Laporan reporter Tribunnews.com, Nitis Hawaroh
TRIBUNNEWS.COM, JAKARTA – Direktur Bea dan Pajak Kementerian Keuangan Askolani mengatakan, penetapan tarif pajak sejumlah makanan olahan, termasuk makanan siap saji, masih panjang.
Hal ini sebagai respons terhadap Kebijakan Pemerintah (PP) Nomor 28 Tahun 2024 tentang Penerapan Undang-Undang Nomor 17 Tahun 2023 tentang Kesehatan. Menurut Askolani, proses PP dari Kementerian Kesehatan (Kemenkes) mengarah ke Kementerian Keuangan (Kemenkeu) sebelum diakhiri dengan Bea dan Cukai.

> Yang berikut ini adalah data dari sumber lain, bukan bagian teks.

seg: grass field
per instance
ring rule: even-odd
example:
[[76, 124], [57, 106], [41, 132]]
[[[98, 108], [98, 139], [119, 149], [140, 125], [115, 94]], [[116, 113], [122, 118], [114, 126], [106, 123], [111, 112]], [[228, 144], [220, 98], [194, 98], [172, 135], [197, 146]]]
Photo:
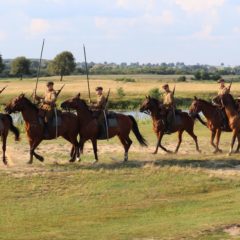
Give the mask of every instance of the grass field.
[[[118, 78], [132, 78], [135, 82], [121, 82], [116, 81]], [[211, 99], [217, 92], [218, 84], [211, 81], [191, 81], [191, 76], [188, 77], [188, 82], [176, 82], [178, 76], [171, 75], [107, 75], [107, 76], [90, 76], [90, 89], [92, 99], [95, 98], [95, 87], [103, 86], [105, 92], [111, 89], [110, 103], [114, 108], [137, 108], [141, 100], [149, 91], [153, 88], [159, 88], [160, 91], [163, 83], [168, 82], [170, 88], [176, 85], [175, 97], [178, 104], [181, 107], [186, 108], [190, 105], [192, 98], [197, 95], [204, 99]], [[226, 79], [237, 78], [236, 76], [227, 76]], [[0, 103], [9, 101], [12, 97], [18, 95], [21, 92], [26, 93], [30, 96], [35, 88], [36, 79], [26, 79], [20, 81], [18, 79], [2, 79], [0, 83], [2, 86], [8, 85], [8, 88], [1, 95]], [[88, 99], [88, 88], [85, 76], [68, 76], [64, 78], [63, 82], [59, 82], [59, 77], [40, 78], [38, 93], [43, 94], [45, 90], [46, 82], [52, 80], [55, 82], [55, 88], [59, 89], [62, 84], [66, 84], [60, 97], [59, 101], [68, 97], [74, 96], [77, 93], [81, 93], [82, 98]], [[117, 89], [123, 88], [125, 97], [120, 98], [117, 95]], [[234, 82], [231, 88], [234, 95], [240, 95], [240, 83]]]
[[[126, 91], [144, 96], [147, 89], [161, 86], [159, 79], [126, 83]], [[150, 78], [151, 76], [149, 76]], [[95, 85], [115, 89], [117, 83], [96, 77]], [[45, 81], [41, 80], [43, 91]], [[73, 81], [74, 80], [74, 81]], [[143, 81], [143, 82], [142, 82]], [[164, 79], [165, 81], [165, 79]], [[2, 85], [6, 81], [1, 81]], [[84, 79], [65, 80], [64, 95], [84, 91]], [[108, 84], [107, 84], [108, 83]], [[32, 80], [9, 82], [3, 100], [30, 93]], [[61, 84], [56, 84], [60, 87]], [[214, 92], [213, 83], [180, 83], [179, 93]], [[188, 89], [188, 90], [187, 90]], [[240, 92], [240, 84], [233, 90]], [[8, 139], [9, 167], [0, 163], [0, 239], [240, 239], [240, 155], [227, 157], [231, 134], [221, 138], [222, 154], [212, 154], [210, 132], [196, 122], [195, 132], [202, 153], [196, 153], [192, 139], [183, 135], [178, 155], [159, 151], [153, 155], [156, 137], [151, 121], [139, 122], [149, 147], [141, 148], [135, 137], [129, 162], [122, 163], [123, 149], [117, 138], [99, 142], [100, 162], [93, 165], [87, 143], [80, 163], [69, 164], [70, 145], [62, 139], [43, 142], [37, 160], [28, 166], [28, 144]], [[177, 135], [165, 136], [163, 144], [173, 150]]]

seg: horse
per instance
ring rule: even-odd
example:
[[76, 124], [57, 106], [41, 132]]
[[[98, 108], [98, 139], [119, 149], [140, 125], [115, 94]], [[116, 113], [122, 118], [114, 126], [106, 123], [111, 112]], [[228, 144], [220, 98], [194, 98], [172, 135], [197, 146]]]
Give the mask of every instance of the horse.
[[[149, 112], [153, 121], [153, 131], [156, 133], [158, 139], [156, 149], [153, 154], [157, 154], [159, 147], [167, 153], [172, 153], [161, 144], [163, 135], [165, 134], [165, 125], [159, 106], [160, 101], [150, 96], [146, 96], [146, 99], [143, 101], [140, 107], [140, 112]], [[197, 136], [193, 132], [194, 120], [185, 112], [178, 113], [176, 115], [176, 119], [178, 119], [178, 121], [176, 121], [172, 126], [172, 133], [178, 132], [178, 144], [174, 152], [177, 153], [179, 150], [184, 131], [186, 131], [193, 138], [196, 145], [196, 150], [201, 152], [198, 146]]]
[[29, 164], [33, 162], [33, 156], [36, 159], [43, 162], [44, 158], [35, 152], [35, 149], [43, 140], [52, 140], [59, 136], [69, 141], [73, 148], [71, 151], [70, 162], [74, 162], [76, 157], [79, 157], [78, 147], [78, 118], [73, 113], [62, 113], [61, 114], [61, 125], [57, 127], [49, 127], [49, 137], [44, 136], [44, 124], [43, 120], [39, 117], [39, 109], [33, 104], [24, 94], [13, 98], [9, 104], [7, 104], [5, 110], [8, 113], [21, 112], [25, 121], [25, 129], [30, 145], [30, 160]]
[[[80, 127], [80, 149], [83, 151], [84, 143], [87, 140], [91, 140], [95, 162], [98, 162], [97, 154], [97, 140], [99, 139], [99, 123], [98, 120], [93, 116], [93, 112], [89, 109], [88, 105], [83, 99], [80, 99], [80, 93], [75, 97], [66, 100], [61, 104], [63, 109], [76, 110], [78, 116], [78, 122]], [[147, 146], [147, 142], [141, 135], [138, 124], [134, 117], [126, 116], [124, 114], [115, 113], [116, 126], [108, 126], [108, 138], [118, 136], [123, 147], [124, 147], [124, 161], [128, 161], [128, 151], [132, 145], [132, 140], [129, 137], [131, 130], [141, 146]]]
[[232, 140], [228, 153], [228, 155], [230, 156], [233, 152], [233, 146], [236, 138], [238, 138], [238, 146], [236, 152], [238, 152], [240, 148], [240, 116], [238, 112], [238, 106], [231, 94], [222, 95], [221, 103], [227, 115], [229, 127], [232, 130]]
[[12, 117], [9, 114], [0, 114], [0, 136], [2, 139], [2, 159], [5, 165], [8, 164], [6, 157], [7, 137], [9, 130], [15, 135], [15, 141], [20, 140], [20, 132], [17, 127], [14, 126]]
[[[217, 106], [203, 99], [198, 99], [197, 97], [194, 97], [194, 100], [189, 108], [189, 114], [193, 118], [195, 118], [197, 114], [202, 112], [205, 118], [207, 119], [206, 126], [211, 131], [210, 143], [214, 147], [214, 153], [222, 152], [222, 150], [219, 148], [219, 142], [220, 142], [222, 131], [225, 131], [225, 132], [232, 131], [230, 128], [222, 129], [223, 120], [222, 120], [222, 113], [220, 111], [221, 110]], [[216, 143], [214, 143], [215, 137], [216, 137]]]

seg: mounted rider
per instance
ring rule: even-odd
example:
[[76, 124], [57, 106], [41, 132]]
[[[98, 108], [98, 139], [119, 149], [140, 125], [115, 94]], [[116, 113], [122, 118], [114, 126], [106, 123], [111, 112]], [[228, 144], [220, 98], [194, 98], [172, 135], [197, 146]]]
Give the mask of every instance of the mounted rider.
[[39, 101], [39, 116], [44, 120], [45, 133], [47, 135], [47, 124], [52, 120], [56, 108], [57, 92], [54, 90], [54, 83], [52, 81], [46, 84], [46, 91], [44, 97], [35, 96]]
[[165, 132], [167, 134], [171, 133], [171, 125], [173, 120], [175, 120], [175, 103], [174, 103], [174, 94], [170, 90], [168, 84], [164, 84], [162, 86], [164, 93], [163, 93], [163, 107], [166, 111], [164, 120], [165, 125]]
[[223, 119], [223, 129], [226, 129], [226, 128], [228, 128], [228, 119], [227, 119], [227, 115], [224, 111], [224, 107], [222, 106], [222, 104], [220, 102], [220, 99], [223, 95], [230, 93], [231, 84], [228, 87], [226, 87], [225, 80], [223, 78], [219, 79], [217, 81], [217, 83], [220, 83], [220, 86], [218, 89], [217, 96], [212, 99], [212, 103], [220, 109], [222, 119]]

“Kalau belum, tentu akan dibuat undang-undang baru. Prosesnya Kementerian Kesehatan yang mengatur, Kementerian Keuangan dan Badan Kebijakan Fiskal (BKF) akan kita selesaikan pengusutannya,” kata Askolani. dikatakan. di Kantor Bea dan Cukai Jakarta Timur, Rabu (31/7/2024).
Nanti harus disetujui melalui Bea dan Cukai, jadi ada proses untuk keluarnya, ujarnya.
Askolani berbicara sangat baik bahkan mengaku tidak mengetahui tentang pajak makanan siap saji atau makanan jadi seperti yang disebutkan dalam PP. Dia kembali menegaskan, undang-undang ini berada di bawah Kementerian Kesehatan.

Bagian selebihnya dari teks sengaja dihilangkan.